APPARENTLY, all the water ever on the earth is disappearing, which blows real hard. One time, the government was all, "You know what we DON'T need? Those god damn swamp bullshits." So then they paid SWAMPBUSTERS to drain all the swamps. This is why we are the smartest country ever. (Even though, in all fairness, this was a long long time ago, like before Britney Spears. And not just Womanizer-era Britney Spears, either. This was like WAY long ago, like before Baby One More Time and everything. You know, before she shaved her head, and even before she became a whore. And WAY before K-Fed and also Jamie Lynn popping out like 17 babies. Not to mention before Britney even pooped out a baby. We're talking practically the Stone Age. But with fewer swamps.)


(Britney Spears, circa CRAZY TIME 2000-something)

Blog, it's been kind of a while, like a week maybe, and we feel kind of bad about that, but we've been busy with some organic garden bullshit and its been taking a toll on our ability to blog, since there's no other time we aren't sleeping or getting it on if we aren't in this class. Maybe homework or eatin or some shit, but damn there ain't been no bloggin time. What are we going to do after this class?


(Father Time, bein a bitch and not letting us blog, circa 2009)

SUPER POLL 2009!!!!!! What should we do when we aren't together this summer?
  1. SEPARATE BLOGGING (this one makes me weep a little)
  2. VIDEOBLOGGING (I don't even know how to do that shit, but we could probably make it happen... but I don't really want it to, let's be real, you don't need to hear us and have to look at us and stuff.
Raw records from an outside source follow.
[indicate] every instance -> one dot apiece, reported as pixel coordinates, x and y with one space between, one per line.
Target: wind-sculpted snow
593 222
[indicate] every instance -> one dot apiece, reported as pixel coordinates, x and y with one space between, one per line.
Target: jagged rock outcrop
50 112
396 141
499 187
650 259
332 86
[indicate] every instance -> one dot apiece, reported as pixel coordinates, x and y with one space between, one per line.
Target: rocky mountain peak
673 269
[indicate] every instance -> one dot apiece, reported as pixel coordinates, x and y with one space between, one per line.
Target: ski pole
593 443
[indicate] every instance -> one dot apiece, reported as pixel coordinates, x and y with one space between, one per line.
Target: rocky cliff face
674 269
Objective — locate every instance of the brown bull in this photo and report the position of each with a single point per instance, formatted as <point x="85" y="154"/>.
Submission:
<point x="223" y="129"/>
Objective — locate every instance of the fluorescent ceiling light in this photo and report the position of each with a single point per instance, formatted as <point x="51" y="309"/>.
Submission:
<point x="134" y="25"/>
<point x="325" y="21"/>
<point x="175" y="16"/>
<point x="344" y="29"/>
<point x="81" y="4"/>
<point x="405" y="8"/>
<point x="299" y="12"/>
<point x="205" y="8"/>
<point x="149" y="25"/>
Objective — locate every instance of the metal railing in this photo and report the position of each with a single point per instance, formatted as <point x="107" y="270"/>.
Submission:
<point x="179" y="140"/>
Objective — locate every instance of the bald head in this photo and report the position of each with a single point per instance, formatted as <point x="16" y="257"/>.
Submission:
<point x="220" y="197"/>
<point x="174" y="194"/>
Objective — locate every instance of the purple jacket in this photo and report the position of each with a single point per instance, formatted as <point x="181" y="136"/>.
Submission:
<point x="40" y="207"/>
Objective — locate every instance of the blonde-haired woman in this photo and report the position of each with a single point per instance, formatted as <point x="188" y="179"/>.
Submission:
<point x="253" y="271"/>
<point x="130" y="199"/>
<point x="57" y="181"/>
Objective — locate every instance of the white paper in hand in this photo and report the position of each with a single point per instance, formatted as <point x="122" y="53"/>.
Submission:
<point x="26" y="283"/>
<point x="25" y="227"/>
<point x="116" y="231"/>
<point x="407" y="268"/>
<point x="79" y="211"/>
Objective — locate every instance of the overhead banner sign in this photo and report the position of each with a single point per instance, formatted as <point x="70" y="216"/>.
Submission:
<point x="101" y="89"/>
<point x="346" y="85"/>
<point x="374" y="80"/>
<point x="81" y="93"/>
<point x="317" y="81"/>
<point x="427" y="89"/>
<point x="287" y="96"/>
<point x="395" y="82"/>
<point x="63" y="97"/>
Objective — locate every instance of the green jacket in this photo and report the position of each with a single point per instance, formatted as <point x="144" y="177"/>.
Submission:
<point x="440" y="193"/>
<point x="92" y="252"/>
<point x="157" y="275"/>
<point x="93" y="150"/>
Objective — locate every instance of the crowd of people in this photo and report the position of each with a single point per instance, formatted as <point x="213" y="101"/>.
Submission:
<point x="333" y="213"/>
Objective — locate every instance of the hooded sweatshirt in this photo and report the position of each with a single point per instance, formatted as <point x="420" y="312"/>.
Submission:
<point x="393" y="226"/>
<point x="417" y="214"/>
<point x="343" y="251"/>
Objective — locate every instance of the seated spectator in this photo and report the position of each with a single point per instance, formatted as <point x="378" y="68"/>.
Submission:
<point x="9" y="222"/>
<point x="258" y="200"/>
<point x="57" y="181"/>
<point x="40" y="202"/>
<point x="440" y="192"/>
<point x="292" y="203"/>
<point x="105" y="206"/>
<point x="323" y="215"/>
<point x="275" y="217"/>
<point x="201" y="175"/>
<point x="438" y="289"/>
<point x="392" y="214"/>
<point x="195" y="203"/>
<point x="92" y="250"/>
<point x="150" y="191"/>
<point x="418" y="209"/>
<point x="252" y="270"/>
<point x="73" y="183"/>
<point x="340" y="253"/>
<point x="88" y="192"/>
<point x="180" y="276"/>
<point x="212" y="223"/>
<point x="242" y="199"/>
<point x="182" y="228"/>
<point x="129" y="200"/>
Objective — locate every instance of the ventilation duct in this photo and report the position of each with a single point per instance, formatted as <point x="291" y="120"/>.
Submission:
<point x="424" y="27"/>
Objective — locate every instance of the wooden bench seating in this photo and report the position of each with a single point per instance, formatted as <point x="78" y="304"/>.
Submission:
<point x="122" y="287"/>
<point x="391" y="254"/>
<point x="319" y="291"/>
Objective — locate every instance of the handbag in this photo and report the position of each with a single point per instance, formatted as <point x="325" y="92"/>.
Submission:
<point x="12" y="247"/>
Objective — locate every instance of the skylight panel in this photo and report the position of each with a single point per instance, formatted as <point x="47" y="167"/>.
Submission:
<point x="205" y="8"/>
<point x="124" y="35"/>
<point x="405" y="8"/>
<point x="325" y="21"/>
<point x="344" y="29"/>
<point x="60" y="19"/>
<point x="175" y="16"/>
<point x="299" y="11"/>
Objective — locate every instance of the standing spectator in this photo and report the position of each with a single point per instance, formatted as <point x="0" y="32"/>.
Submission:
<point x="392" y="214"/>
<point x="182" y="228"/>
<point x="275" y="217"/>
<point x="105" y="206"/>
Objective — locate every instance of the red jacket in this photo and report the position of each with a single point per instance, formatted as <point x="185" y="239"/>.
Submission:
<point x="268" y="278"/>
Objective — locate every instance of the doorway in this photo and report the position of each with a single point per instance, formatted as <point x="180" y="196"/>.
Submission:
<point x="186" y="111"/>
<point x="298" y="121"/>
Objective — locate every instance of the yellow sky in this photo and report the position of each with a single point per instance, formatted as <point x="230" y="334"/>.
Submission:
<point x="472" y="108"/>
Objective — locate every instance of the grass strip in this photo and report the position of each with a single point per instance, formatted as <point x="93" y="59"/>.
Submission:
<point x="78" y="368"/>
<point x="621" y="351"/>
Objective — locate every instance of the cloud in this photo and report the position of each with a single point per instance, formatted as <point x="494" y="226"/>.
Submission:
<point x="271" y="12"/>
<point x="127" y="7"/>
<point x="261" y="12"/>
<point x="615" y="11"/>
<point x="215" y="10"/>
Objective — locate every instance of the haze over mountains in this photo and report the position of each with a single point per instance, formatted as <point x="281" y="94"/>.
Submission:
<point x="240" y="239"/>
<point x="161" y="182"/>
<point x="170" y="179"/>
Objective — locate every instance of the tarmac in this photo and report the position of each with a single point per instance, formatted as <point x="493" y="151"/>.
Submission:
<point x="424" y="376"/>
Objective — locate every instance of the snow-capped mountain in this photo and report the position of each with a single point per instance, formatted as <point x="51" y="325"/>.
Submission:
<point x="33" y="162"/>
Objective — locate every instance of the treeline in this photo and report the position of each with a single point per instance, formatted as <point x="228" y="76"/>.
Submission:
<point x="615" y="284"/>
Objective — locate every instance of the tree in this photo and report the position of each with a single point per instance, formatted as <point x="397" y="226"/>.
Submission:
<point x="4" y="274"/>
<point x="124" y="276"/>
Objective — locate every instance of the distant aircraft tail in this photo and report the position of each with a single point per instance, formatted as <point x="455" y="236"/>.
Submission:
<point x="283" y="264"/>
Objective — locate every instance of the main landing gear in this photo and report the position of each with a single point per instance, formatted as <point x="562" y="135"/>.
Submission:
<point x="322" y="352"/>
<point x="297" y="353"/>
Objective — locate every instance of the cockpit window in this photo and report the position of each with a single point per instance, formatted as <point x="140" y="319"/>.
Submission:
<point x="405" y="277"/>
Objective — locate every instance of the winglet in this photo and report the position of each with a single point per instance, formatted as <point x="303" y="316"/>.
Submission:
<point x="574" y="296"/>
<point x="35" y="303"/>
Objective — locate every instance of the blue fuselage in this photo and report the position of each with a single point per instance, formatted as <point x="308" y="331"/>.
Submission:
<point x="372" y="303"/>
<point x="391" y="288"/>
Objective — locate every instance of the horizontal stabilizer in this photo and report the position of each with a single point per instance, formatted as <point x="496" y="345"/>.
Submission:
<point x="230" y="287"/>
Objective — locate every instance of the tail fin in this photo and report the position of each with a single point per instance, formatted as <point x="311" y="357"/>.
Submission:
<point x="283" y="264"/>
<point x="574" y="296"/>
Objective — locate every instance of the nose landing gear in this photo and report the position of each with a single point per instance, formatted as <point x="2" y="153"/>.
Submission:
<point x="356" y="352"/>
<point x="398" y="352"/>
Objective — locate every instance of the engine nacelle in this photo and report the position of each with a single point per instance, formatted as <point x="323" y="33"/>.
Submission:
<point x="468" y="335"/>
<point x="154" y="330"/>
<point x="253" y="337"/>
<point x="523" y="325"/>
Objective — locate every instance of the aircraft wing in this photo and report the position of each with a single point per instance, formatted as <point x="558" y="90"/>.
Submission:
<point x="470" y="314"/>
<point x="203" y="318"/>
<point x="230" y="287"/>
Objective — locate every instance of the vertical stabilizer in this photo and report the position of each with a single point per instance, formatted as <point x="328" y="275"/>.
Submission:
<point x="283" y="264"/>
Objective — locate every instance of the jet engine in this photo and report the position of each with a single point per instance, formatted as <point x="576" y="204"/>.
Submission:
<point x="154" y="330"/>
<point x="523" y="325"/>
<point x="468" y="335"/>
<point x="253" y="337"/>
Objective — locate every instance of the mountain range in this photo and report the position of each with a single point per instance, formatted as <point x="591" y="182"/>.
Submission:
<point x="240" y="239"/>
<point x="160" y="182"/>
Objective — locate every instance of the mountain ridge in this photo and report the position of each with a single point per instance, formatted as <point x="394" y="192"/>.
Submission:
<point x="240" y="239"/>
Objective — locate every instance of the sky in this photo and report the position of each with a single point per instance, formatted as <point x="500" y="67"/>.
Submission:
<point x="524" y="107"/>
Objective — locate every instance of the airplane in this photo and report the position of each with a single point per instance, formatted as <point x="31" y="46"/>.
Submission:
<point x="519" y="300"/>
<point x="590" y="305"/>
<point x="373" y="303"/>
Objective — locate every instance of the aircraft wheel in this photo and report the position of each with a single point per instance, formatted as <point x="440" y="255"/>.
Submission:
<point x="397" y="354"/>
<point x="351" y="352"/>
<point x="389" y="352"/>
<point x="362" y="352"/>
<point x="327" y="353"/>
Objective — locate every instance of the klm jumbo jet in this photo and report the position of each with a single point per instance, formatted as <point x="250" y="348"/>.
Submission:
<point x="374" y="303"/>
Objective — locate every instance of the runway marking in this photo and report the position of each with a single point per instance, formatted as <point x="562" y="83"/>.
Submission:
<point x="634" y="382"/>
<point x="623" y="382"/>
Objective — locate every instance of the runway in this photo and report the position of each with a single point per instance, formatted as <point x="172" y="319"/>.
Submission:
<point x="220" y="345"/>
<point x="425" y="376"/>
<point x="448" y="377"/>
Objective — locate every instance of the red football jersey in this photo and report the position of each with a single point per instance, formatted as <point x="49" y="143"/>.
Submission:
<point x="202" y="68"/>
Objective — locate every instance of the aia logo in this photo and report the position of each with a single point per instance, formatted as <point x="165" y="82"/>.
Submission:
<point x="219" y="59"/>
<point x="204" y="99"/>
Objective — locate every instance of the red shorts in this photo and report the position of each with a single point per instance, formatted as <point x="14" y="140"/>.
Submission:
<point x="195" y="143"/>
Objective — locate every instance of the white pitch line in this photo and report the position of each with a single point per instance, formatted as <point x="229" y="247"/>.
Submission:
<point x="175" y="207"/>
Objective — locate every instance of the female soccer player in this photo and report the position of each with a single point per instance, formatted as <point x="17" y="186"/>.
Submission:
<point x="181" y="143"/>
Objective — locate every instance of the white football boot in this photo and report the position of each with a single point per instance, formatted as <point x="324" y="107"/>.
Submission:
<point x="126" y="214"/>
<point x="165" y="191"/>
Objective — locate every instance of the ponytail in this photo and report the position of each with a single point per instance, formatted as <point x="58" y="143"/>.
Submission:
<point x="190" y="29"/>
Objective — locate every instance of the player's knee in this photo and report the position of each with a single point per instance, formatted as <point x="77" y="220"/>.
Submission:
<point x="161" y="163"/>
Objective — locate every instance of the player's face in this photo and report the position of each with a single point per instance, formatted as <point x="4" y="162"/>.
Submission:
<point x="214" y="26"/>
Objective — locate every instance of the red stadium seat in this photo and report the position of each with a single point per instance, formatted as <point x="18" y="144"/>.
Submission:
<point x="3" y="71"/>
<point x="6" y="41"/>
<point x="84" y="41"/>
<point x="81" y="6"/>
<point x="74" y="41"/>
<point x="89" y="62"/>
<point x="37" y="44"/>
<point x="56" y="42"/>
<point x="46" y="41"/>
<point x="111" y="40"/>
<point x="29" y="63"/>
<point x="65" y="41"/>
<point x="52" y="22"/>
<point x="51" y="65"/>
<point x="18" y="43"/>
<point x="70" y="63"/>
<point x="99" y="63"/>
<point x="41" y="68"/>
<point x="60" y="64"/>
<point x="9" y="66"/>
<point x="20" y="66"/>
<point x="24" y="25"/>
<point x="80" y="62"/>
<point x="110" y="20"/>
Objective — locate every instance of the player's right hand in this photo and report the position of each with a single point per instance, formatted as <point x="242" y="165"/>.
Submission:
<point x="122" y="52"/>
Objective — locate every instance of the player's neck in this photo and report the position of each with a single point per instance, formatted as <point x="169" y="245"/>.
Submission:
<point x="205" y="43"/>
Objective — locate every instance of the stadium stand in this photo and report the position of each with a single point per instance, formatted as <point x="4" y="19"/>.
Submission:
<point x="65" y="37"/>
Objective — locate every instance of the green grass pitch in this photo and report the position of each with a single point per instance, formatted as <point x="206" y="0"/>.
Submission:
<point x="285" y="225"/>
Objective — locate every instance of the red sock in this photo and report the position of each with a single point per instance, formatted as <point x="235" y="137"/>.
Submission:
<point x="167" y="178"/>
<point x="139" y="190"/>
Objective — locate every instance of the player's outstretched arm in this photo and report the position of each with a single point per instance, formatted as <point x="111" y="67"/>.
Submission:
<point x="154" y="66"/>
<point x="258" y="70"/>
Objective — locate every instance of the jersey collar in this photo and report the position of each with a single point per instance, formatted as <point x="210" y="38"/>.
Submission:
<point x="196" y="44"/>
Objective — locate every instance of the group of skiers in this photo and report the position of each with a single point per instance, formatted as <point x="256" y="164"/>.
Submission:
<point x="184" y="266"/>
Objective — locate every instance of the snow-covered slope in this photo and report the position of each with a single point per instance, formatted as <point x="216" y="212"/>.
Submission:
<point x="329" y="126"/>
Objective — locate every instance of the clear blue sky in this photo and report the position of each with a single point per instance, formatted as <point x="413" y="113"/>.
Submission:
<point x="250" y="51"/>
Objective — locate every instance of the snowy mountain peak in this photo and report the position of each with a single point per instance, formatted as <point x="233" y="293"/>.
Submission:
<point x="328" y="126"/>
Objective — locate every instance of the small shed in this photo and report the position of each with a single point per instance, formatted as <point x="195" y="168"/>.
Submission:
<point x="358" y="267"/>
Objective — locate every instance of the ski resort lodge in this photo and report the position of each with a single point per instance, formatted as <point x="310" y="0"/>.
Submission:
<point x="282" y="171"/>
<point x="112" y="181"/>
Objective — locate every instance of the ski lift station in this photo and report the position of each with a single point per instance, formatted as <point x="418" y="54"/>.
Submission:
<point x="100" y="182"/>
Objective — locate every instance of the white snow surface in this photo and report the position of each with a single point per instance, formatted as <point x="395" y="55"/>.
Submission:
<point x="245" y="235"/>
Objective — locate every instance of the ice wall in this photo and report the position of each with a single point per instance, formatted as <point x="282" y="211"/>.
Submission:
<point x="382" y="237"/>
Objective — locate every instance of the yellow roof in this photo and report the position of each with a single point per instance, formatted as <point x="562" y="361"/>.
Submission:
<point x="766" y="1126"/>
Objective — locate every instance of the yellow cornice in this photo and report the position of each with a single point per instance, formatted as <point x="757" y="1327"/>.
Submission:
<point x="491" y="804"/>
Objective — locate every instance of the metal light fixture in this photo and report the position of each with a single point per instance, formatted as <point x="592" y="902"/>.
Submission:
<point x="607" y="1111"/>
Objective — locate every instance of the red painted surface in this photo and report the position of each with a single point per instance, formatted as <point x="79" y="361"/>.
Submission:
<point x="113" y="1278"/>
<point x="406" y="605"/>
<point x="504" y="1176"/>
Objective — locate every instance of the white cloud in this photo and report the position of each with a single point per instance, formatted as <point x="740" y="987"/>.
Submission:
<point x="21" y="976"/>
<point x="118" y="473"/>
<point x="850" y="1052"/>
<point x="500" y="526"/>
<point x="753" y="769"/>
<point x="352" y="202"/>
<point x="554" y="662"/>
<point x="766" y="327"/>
Maybe if we wore masks)
  3. BLOGGING IN ITALY FOREVER! (yes) (but what about the summer when we are takin care of kids and some shit?!?!)
  4. LETTING THE BLOG DIIIIIIEEEEEEEEEEEE :( :( :( :( :( :( :9 (but let's be real, no one wants that... our incredibly loyal and violent fanbase would rise up in protest and shank one million bitches at least (and while the world could deal with less bitches, we don't want our following imprisoned... yet.)

(The Great Blog Protest, circa THE FUTURE)

OH MY GOD THE DEAD ZONE. You can't escape this shit. I mean, you can TRY, but it will always find you. It knows where you are, and what you're thinking, and what you ate for dinner and the last time you pooped and EVERYTHING. It is like God in that way. Or Santa Claus. Or Sherlock Holmes/William of Baskerville. (Discussion question: Are medieval literature references ever appropriate in blogs? If so, how many may one make before he or she deserves to be ritually slaughtered?) (Note: We did write a whole article in medieval tongue... BUT IT WAS ABOUT CHUCK BASS II, which makes it more than ok.)

I think that's everything useful we have to say.